Pourquoi les scandales sont-ils si fréquents? D'une part, à cause de la culture du secret en Suisse, qui permet à de nombreux profiteurs de prospérer dans la sécurité des ombres ; d'autre part, du manque de curiosité d'organes de contrôles défaillants car trop bienveillants ; enfin, des citoyens eux-mêmes, trop amorphes et ancrés dans leurs habitudes de vote pour oser sanctionner dans les urnes les personnes concernées et les mouvements politiques auxquels elles appartiennent.

Conclusion: la Suisse n'est pas la Suède...

Pour s'en convaincre il suffit d'aller faire un petit tour en Suède, où on ne badine pas avec la morale. Comme le décrit Libération,

[Les Suédois font] preuve de peu de tolérance à l’égard des écarts de comportement de leurs dirigeants. Plusieurs ministres en ont fait l’expérience. A l’automne 2006, après l’arrivée de la coalition libérale au pouvoir, deux membres du gouvernement fraîchement nommées font leur valise. La ministre du Commerce, pour avoir payé au noir la nourrice de ses enfants - et oublié de déclarer la vente de plusieurs centaines d’actions. Et celle de la Culture, qui a omis de s’acquitter de la redevance audiovisuelle pendant seize ans. Montant de la facture : 22'000 couronnes, soit 2'350 euros.

Le scandale le plus retentissant reste cependant «l’affaire Toblerone». Fin 1995, Mona Sahlin, numéro 2 du gouvernement social-démocrate, est forcée de démissionner pour avoir réglé quelques courses, dont une barre chocolatée, avec sa carte de crédit de fonction.

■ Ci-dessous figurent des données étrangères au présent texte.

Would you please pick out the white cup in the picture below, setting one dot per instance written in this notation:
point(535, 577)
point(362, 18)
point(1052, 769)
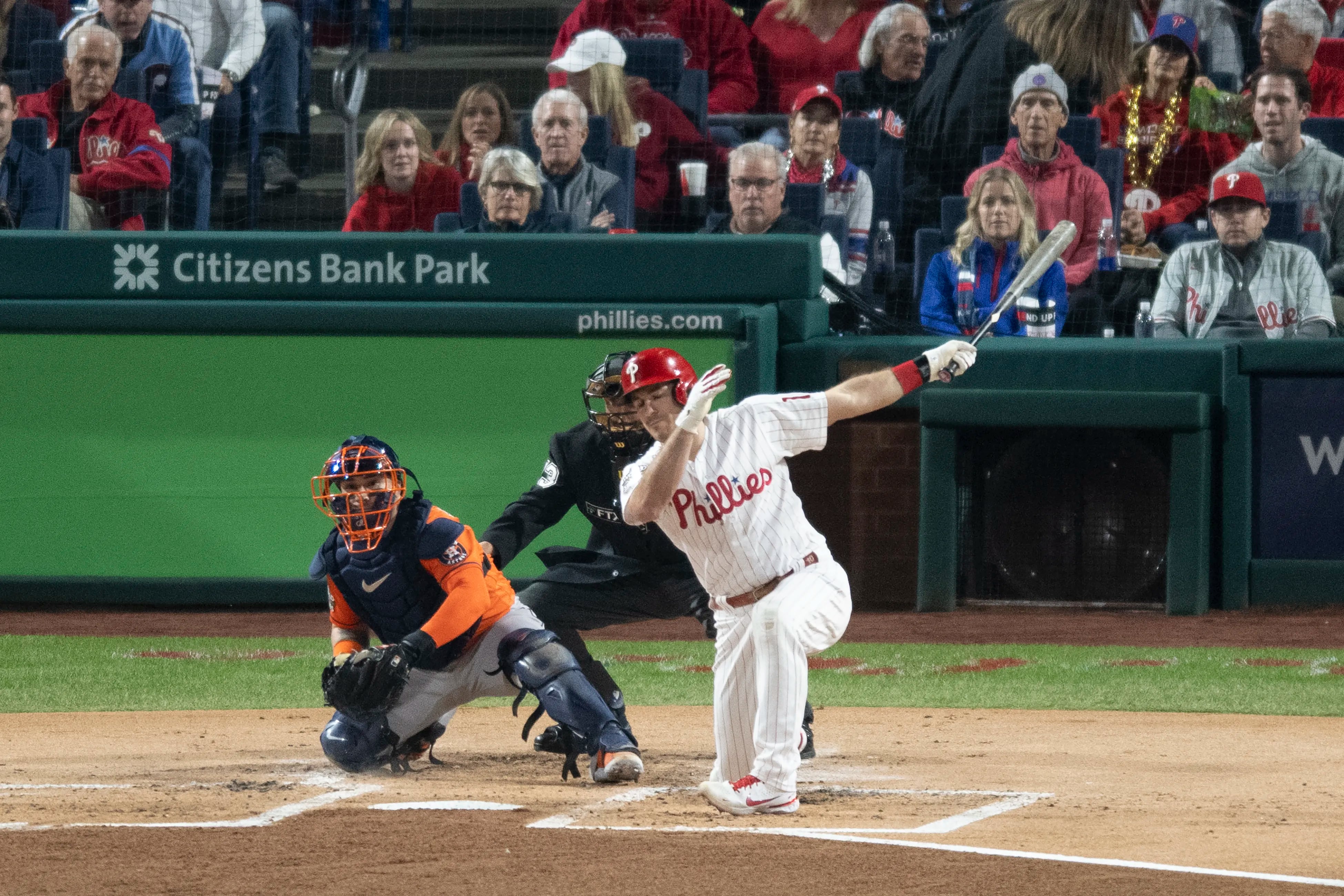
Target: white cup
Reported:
point(694, 174)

Peu importe qu’elle ait immédiatement remboursé la somme.


Non, la Suisse n'est visiblement pas la première de la classe dans toutes les matières. Peut-être que les Suisses devraient s'inspirer davantage du pays nordique sur ce plan précis. En attendant que le miracle du réveil de l'électorat ne survienne, il nous reste le fameux proverbe français:

Les politiciens, c'est comme les couches des bébés ; il faut les changer régulièrement et ce, pour les mêmes raisons.